Как самой молодой официантке, ей досталось следить за тем, чтобы у них за барной стойкой было достаточно стаканов. Как только количество резко уменьшалось, Кейтлин выбегала наружу, на огромный тротуар, где крутая молодежь, одетая в черное, сидела за столиками, попивая красное вино и анисовый ликер, покуривая и флиртуя. Она делала несколько глубоких вдохов прохладного воздуха, собирала пустую посуду и торопилась назад, чтобы ее вымыть, прежде чем снова встать за стойку бара.
К концу ночи она не чувствовала под собой ног.
– Не переживай, – подбодрил ее Ален, вручая пачку франков. – Потом будет легче. Обещаю.
Он оказался прав. Лето шло, и Кейтлин потихоньку освоилась. Работать было нелегко, чаевые перепадали небольшие. Но другие официантки встретили ее дружелюбно. К тому же персонала всегда не хватало, и она не отказывалась от подработки, брала столько смен, сколько хотела, пока не начался учебный год.
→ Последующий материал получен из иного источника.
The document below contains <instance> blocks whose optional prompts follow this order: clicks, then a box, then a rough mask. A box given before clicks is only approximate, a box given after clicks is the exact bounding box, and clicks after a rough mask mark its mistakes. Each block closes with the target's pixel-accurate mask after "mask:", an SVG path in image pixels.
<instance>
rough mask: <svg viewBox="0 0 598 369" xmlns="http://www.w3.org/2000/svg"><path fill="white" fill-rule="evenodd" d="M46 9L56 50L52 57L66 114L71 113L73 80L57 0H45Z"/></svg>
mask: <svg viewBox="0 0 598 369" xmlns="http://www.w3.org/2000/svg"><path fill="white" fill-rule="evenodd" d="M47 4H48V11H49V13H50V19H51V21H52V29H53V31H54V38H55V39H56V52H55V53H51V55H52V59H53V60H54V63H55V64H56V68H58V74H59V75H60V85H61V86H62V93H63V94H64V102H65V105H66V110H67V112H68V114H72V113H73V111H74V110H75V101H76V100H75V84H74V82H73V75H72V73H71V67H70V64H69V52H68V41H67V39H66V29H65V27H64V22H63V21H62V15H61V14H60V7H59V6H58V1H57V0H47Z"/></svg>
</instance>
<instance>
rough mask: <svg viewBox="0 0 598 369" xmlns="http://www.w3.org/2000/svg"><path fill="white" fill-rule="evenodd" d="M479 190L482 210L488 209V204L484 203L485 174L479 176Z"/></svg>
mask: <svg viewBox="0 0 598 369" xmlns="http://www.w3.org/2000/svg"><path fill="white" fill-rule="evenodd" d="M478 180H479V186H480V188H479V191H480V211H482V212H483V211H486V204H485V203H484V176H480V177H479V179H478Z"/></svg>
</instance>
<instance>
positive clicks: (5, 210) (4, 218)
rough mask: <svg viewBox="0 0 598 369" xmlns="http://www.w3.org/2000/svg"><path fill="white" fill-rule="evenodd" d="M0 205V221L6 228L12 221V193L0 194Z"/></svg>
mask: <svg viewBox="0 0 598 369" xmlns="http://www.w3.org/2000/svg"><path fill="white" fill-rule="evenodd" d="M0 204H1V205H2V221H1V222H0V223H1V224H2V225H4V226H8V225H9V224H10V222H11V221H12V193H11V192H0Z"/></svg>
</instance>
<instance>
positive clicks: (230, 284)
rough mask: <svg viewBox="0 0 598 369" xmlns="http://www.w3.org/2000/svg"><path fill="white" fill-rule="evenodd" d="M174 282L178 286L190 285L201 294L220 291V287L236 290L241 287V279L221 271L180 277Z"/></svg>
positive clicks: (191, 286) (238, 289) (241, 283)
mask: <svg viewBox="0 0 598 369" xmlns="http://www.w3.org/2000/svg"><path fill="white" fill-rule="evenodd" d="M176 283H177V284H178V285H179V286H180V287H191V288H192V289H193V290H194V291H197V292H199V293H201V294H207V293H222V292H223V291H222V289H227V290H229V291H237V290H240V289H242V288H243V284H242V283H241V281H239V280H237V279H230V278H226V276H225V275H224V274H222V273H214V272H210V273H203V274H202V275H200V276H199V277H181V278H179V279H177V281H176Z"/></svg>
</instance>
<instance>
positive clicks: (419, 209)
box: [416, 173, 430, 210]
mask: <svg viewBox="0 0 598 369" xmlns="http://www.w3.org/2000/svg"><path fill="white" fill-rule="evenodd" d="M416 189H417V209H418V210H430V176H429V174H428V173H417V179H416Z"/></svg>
Когда она не работала, то проводила время, изучая город. Она покупала на завтрак круассаны в близлежащей булочной, пила café au lait[16] в знаменитом «Де-маго» и часами бродила по прелестным улочкам Марэ.
На третьей неделе ее жизни в Париже Уильям позвонил, чтобы узнать, как дела.
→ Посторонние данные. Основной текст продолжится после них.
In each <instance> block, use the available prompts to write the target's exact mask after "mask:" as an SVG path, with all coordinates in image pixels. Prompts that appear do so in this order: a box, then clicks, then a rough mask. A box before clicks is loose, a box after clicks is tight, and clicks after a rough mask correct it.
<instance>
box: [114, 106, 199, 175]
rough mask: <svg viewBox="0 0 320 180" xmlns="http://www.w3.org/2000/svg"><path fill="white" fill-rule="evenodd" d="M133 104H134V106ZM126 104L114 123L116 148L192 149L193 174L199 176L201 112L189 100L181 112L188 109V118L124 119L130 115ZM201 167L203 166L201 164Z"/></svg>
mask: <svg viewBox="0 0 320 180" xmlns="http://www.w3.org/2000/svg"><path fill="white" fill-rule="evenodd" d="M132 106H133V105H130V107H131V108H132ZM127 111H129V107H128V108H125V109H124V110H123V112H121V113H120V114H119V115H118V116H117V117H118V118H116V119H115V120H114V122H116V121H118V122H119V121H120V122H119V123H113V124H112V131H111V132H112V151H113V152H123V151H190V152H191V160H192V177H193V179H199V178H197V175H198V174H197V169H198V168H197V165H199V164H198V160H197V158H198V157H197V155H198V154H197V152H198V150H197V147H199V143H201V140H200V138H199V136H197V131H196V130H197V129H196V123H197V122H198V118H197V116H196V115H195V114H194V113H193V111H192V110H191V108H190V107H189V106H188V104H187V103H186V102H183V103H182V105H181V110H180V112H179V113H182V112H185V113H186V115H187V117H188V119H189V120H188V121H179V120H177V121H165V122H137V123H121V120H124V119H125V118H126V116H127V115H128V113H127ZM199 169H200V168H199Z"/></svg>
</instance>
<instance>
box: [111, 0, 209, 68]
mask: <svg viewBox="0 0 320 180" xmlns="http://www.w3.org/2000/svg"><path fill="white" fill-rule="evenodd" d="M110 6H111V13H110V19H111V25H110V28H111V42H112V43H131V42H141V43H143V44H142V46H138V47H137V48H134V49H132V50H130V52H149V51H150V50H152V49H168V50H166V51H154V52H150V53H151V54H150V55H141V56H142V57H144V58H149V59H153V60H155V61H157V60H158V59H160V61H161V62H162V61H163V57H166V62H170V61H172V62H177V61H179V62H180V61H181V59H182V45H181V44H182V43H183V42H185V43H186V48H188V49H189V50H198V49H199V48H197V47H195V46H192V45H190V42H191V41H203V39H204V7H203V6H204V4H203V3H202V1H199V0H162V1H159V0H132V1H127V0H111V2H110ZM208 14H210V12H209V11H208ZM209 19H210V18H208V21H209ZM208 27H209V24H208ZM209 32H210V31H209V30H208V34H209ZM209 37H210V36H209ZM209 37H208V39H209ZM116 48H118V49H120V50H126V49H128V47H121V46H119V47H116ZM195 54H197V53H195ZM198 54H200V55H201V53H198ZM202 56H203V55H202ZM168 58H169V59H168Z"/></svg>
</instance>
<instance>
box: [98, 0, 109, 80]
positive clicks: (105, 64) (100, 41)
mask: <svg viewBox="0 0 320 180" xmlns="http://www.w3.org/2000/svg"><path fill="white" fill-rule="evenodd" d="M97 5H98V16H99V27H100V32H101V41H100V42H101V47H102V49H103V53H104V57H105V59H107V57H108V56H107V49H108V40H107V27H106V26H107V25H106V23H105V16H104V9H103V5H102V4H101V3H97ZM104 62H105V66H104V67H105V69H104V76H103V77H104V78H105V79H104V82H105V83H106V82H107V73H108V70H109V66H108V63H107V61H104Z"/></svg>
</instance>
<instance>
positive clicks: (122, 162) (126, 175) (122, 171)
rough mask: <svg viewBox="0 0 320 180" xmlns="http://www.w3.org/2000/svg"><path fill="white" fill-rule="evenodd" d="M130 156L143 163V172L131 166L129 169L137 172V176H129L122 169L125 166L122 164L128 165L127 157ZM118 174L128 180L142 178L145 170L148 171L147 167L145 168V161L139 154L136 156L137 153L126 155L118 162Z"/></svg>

– Я буду в Париже в следующий четверг, – сказал он в конце их короткого разговора. – Сходим куда-нибудь поужинать. Я закажу столик в «Тур-д'Аржан».
– Конечно, – послушно ответила она.
Однако на следующей неделе, когда он позвонил, Кейтлин включила автоответчик.
Глава тринадцатая
Лето сменилось осенью, и настала пора приступить к учебе в «Шамбр синдикаль». В первый день занятий Кейтлин пришла на полчаса раньше. И все равно оказалась последней – суровое напоминание о том, что это знаменитейшая школа моды в мире и учиться здесь нелегко.
Школа располагалась в доме номер сорок пять по улице Сен-Рош между знаменитой улицей Риволи, где находятся Лувр и Тюильри, и авеню де ла Опера. Внешний вид здания сохранил очарование старины и изящества, типичных для этого квартала. Занятия проводились в большой, просторной мастерской с непременными белоснежными стенами, огромными окнами и лампами дневного света. В мастерской бросались в глаза огромные столы для раскроя, на них все необходимое: ножницы, швейные машинки, а рядом с ними – манекены.